L’uomo disabitato [IT]
(Linea di confine)
Pensavo di partire giovedì, ma poi non ce l’ho fatta. Sono andata a Kecskemét solo la domenica, troppo tardi. Non ho potuto dirgli addio. Quando sono arrivata, sostavano in quattro vicino al corpo. era una giornata estiva afosa, eppure non aprivano la finestra, come se si fossero sentiti in imbarazzo per l’odore nauseabondo, reso ancora più pesante dal vapore tiepido proveniente dalla cucina.
Lo osservavo intimidita, notavo che i morti si somigliano sin dai primi momenti, figurarsi dopo. Strano, non riesco a rievocare il dolore, né la questione improrogabile che mi ha fatto posticipare il viaggio. Mi ricordo solo il disagio, la goffa impotenza assieme ai parenti commossi e taciturni. Le mani giunte, lo sguardo vuoto, il mio corpo nella posizione di chi sta ascoltando un’orazione, la stessa che avevo da bambina sulla banchina della metropolitana, quando sdraiarono sulla panca una signora anziana morta, dal viso giallo. Era una vecchietta, questo è invece un vecchietto. Ovvero nessuno ormai, solo una casa disabitata, un manichino vuoto: l’anima tornata a casa.

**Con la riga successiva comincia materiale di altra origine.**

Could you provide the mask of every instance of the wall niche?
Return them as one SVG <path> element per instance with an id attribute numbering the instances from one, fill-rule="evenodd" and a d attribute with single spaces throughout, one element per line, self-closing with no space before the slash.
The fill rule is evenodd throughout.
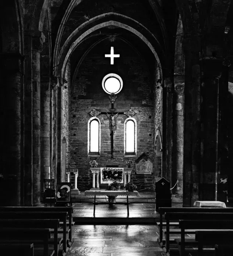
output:
<path id="1" fill-rule="evenodd" d="M 135 160 L 135 171 L 137 174 L 151 174 L 153 170 L 153 163 L 150 157 L 143 152 Z"/>

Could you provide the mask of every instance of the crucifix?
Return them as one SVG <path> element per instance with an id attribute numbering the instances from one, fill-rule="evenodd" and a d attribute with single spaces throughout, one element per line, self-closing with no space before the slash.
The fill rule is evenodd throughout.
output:
<path id="1" fill-rule="evenodd" d="M 111 139 L 111 159 L 113 159 L 113 134 L 114 128 L 116 126 L 116 123 L 114 118 L 118 115 L 125 115 L 128 116 L 129 117 L 132 117 L 135 114 L 133 110 L 130 109 L 127 111 L 124 112 L 115 112 L 115 109 L 114 108 L 114 102 L 117 96 L 113 93 L 111 93 L 109 96 L 111 103 L 111 108 L 110 109 L 110 112 L 100 112 L 98 110 L 93 109 L 90 112 L 90 114 L 93 117 L 96 117 L 99 115 L 105 114 L 108 116 L 110 118 L 110 136 Z"/>
<path id="2" fill-rule="evenodd" d="M 111 60 L 111 65 L 113 65 L 114 64 L 114 58 L 119 58 L 120 57 L 120 54 L 114 54 L 113 46 L 111 46 L 110 54 L 105 54 L 105 57 L 110 57 Z"/>

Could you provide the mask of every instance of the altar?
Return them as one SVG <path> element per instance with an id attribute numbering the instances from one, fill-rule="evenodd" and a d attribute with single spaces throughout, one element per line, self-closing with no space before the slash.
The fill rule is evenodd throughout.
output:
<path id="1" fill-rule="evenodd" d="M 123 183 L 130 182 L 132 168 L 114 167 L 90 167 L 92 174 L 92 188 L 90 190 L 100 189 L 101 184 L 110 184 L 114 181 Z"/>
<path id="2" fill-rule="evenodd" d="M 119 196 L 120 195 L 121 196 L 126 196 L 127 201 L 125 202 L 124 203 L 121 203 L 120 202 L 114 202 L 114 203 L 110 203 L 106 202 L 97 202 L 96 201 L 96 196 Z M 129 202 L 129 198 L 128 196 L 136 196 L 137 197 L 140 197 L 140 195 L 137 191 L 133 191 L 132 192 L 129 192 L 126 191 L 100 191 L 99 190 L 97 191 L 90 191 L 89 190 L 87 190 L 84 192 L 84 196 L 94 196 L 94 202 L 93 204 L 94 205 L 94 213 L 93 216 L 94 217 L 95 217 L 95 211 L 96 211 L 96 205 L 97 205 L 99 204 L 124 204 L 127 206 L 127 217 L 129 217 L 129 205 L 130 204 L 130 203 Z"/>

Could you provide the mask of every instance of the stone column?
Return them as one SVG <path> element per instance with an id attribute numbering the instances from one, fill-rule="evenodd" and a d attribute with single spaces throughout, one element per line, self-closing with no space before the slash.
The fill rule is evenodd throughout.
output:
<path id="1" fill-rule="evenodd" d="M 57 78 L 54 77 L 51 80 L 52 88 L 51 118 L 51 178 L 55 180 L 57 184 L 57 90 L 59 86 Z"/>
<path id="2" fill-rule="evenodd" d="M 125 184 L 126 184 L 126 175 L 127 173 L 126 172 L 124 172 L 124 186 L 125 186 Z"/>
<path id="3" fill-rule="evenodd" d="M 173 93 L 173 179 L 172 186 L 179 181 L 174 189 L 176 197 L 183 199 L 184 146 L 183 90 L 184 77 L 174 78 L 175 90 Z M 178 198 L 179 199 L 179 198 Z"/>
<path id="4" fill-rule="evenodd" d="M 96 188 L 96 173 L 92 173 L 92 188 Z"/>
<path id="5" fill-rule="evenodd" d="M 131 175 L 131 172 L 128 172 L 127 173 L 128 174 L 128 182 L 130 182 L 130 175 Z"/>
<path id="6" fill-rule="evenodd" d="M 201 152 L 201 70 L 200 34 L 184 35 L 183 48 L 185 54 L 184 100 L 184 157 L 183 206 L 193 205 L 199 199 Z"/>
<path id="7" fill-rule="evenodd" d="M 43 63 L 44 65 L 45 63 L 48 65 L 50 63 L 49 59 L 47 57 L 44 57 Z M 49 68 L 49 67 L 46 67 Z M 46 82 L 46 80 L 47 81 Z M 40 85 L 40 171 L 41 189 L 43 191 L 44 179 L 49 179 L 50 177 L 50 103 L 51 96 L 50 78 L 46 77 L 43 82 L 41 81 Z"/>
<path id="8" fill-rule="evenodd" d="M 99 189 L 99 185 L 98 187 L 98 183 L 99 184 L 99 179 L 98 176 L 100 172 L 100 168 L 91 167 L 90 169 L 92 174 L 92 188 L 90 189 L 90 190 L 96 190 L 96 174 L 97 174 L 97 188 L 98 189 Z"/>
<path id="9" fill-rule="evenodd" d="M 77 179 L 78 179 L 78 176 L 79 174 L 78 173 L 75 173 L 75 189 L 78 189 L 77 182 Z"/>
<path id="10" fill-rule="evenodd" d="M 2 195 L 6 195 L 0 205 L 3 206 L 20 206 L 21 203 L 21 172 L 23 171 L 23 168 L 21 168 L 23 136 L 21 102 L 21 90 L 23 90 L 23 64 L 24 58 L 19 54 L 2 53 L 0 55 L 1 112 L 3 113 L 1 126 L 4 132 L 1 142 L 3 163 L 0 172 L 4 179 L 0 189 Z M 23 175 L 22 176 L 23 178 Z"/>
<path id="11" fill-rule="evenodd" d="M 173 152 L 173 99 L 172 93 L 172 83 L 170 78 L 166 78 L 165 81 L 166 90 L 166 177 L 167 179 L 172 183 L 172 152 Z M 165 152 L 164 152 L 165 153 Z"/>
<path id="12" fill-rule="evenodd" d="M 100 188 L 100 172 L 96 172 L 96 188 Z"/>
<path id="13" fill-rule="evenodd" d="M 71 176 L 71 173 L 67 173 L 67 182 L 69 182 L 70 176 Z"/>
<path id="14" fill-rule="evenodd" d="M 214 57 L 202 60 L 203 71 L 203 200 L 217 200 L 218 170 L 219 79 L 222 63 Z"/>
<path id="15" fill-rule="evenodd" d="M 42 35 L 32 37 L 32 189 L 33 206 L 40 203 L 40 52 Z"/>

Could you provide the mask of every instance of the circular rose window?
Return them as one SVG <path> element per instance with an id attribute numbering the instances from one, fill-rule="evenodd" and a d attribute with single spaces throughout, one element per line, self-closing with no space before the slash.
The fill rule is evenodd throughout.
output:
<path id="1" fill-rule="evenodd" d="M 108 74 L 104 78 L 102 81 L 102 86 L 104 91 L 111 94 L 116 94 L 122 89 L 123 82 L 121 77 L 116 74 Z"/>

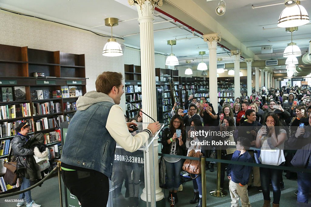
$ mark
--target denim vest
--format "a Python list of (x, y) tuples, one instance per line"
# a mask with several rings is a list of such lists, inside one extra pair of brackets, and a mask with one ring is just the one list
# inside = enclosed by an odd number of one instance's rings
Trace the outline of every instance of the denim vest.
[(77, 111), (68, 127), (62, 162), (98, 171), (111, 179), (116, 142), (106, 124), (114, 104), (99, 102)]

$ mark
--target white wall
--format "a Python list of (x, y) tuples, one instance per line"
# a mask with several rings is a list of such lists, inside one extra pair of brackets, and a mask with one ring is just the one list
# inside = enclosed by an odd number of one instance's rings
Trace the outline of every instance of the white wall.
[[(97, 76), (104, 71), (121, 72), (124, 75), (125, 56), (108, 57), (102, 55), (107, 38), (81, 29), (2, 11), (0, 12), (0, 44), (85, 54), (86, 76), (89, 78), (86, 80), (87, 91), (95, 90)], [(125, 110), (124, 95), (120, 106)]]

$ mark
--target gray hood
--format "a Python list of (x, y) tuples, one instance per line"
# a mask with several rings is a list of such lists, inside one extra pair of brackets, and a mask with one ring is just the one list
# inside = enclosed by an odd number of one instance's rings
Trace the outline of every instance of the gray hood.
[(83, 111), (95, 103), (103, 101), (109, 101), (114, 103), (113, 99), (105, 93), (92, 91), (78, 98), (76, 104), (77, 110)]

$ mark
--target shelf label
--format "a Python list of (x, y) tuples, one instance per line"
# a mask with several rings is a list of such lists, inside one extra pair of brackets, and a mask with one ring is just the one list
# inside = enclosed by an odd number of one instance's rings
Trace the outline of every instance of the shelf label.
[(66, 81), (67, 85), (81, 85), (82, 84), (81, 80), (67, 80)]
[(39, 80), (36, 82), (37, 85), (56, 85), (56, 80)]
[(0, 85), (17, 85), (17, 84), (16, 80), (0, 80)]

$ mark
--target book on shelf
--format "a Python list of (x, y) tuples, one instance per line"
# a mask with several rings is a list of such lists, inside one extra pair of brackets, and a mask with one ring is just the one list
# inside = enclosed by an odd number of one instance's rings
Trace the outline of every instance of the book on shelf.
[(43, 98), (43, 90), (37, 90), (37, 97), (38, 99), (40, 100), (44, 99)]
[(1, 88), (2, 101), (13, 101), (13, 94), (12, 87), (4, 87)]
[(25, 86), (15, 86), (14, 88), (15, 101), (26, 100), (26, 87)]

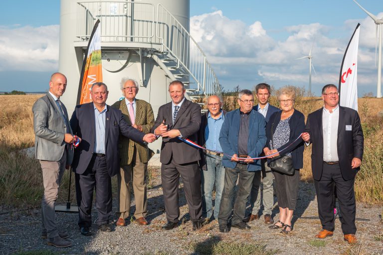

C’erano sessant’anni tra noi due. Quando lo vidi vivo per l’ultima volta, tre settimane prima della tardiva e ultima visita, parlava ormai solo a malapena. Curioso che con la sua decadenza prima inavvertita, poi sempre più veloce anche la casa, il giardino sembravano disfarsi. I centrini stavano sui tavoli come prima, anche la porta d’ingresso, come sempre, era tenuta aperta dal seggiolino dipinto di rosso, eppure qualcosa era cambiato, era diversa la discreta coreografia dell’arrivo e della partenza, il sapore delle pietanze, nelle pieghe metalliche delle posate si depositava la sporcizia, nelle camere aleggiava uno strano odore. Soprattutto nella sua. Giaceva in un letto di acciaio che si poteva tirare su, sotto una coperta a quadretti. Ero sorpresa di vedere quanto fosse piccolo il corpo dai contorni tracciati come schegge, mentre il suo modo di parlare era lento, fiacco, come se le parole avessero perso la loro forma: comunicava quasi soltanto con lo sguardo, con gli occhi divenuti enormi, umidi e luccicanti di azzurro.
– Quanto resta?
Finalmente capivo cosa stava domandando. Non volevo avvicinarmi di più, perché mi disturbava l’odore delle medicine e del borotalco, la schiuma dell’angolo della sua bocca, non volevo vedere da più vicino il cranio che traspariva attraverso la pelle.
– Non posso rimanere -, scossi la testa.
Chiuse gli occhi come se stesse riflettendo sulla risposta. Non ero mai rimasta prima, arrivavo sempre la mattina per ripartire con il treno della sera, non capivo allora, perché lo stesse chiedendo. Come se non sapesse che devo andare via.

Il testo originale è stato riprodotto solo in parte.